Public pleasure gardens were opened in London from the later 17th century; many had previously been parts of large private gardens, so the garden layout already existed. Usually entrance required payment. English nobles were increasingly able to build undefended, hospitable homes equipped with pleasure gardens displaying exotic fauna introduced from the Americas and Indies. Marylebone Gardens was visited by Samuel Pepys on 7 May 1668: "And we abroad to Marrowbone, and there walked in the garden, the first time I ever was there, and a pretty place it is". Cuper's Gardens, on the southern bank of the River Thames, opened in the 1680s. These both expanded their areas greatly in the 18th century, the heyday of the pleasure garden.

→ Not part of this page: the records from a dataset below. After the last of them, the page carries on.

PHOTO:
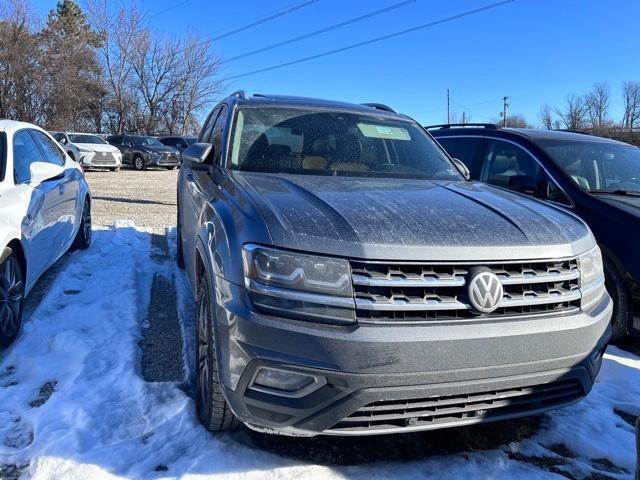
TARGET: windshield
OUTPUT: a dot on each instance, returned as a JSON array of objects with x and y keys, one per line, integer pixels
[
  {"x": 313, "y": 142},
  {"x": 85, "y": 138},
  {"x": 146, "y": 141},
  {"x": 598, "y": 167}
]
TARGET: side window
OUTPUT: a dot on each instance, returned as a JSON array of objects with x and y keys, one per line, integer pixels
[
  {"x": 25, "y": 152},
  {"x": 52, "y": 153},
  {"x": 467, "y": 149},
  {"x": 509, "y": 166},
  {"x": 208, "y": 126}
]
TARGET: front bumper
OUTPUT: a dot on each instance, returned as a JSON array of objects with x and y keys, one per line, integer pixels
[
  {"x": 165, "y": 160},
  {"x": 100, "y": 160},
  {"x": 405, "y": 377}
]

New openings in the 18th and 19th centuries in London included Cremorne Gardens, Ranelagh Gardens, Royal Surrey Gardens, Vauxhall Gardens and Royal Flora Gardens. Other cities, in England and abroad, acquired their own, such as Holte Bridgman's Apollo Gardens in Birmingham (1740s) and Leeds Royal Park in 1858. Most modern gardens would have been called "pleasure gardens", especially in the 17th and 18th centuries.

Many contained large concert halls, or hosted promenade concerts; some lesser discussed pleasure gardens were home to haberdasheries and harems. A smaller version of a pleasure garden is a tea garden, where visitors may drink tea and stroll.

The rise of the suburban, private garden in the 20th century coincided with and influenced the decline of the public pleasure garden.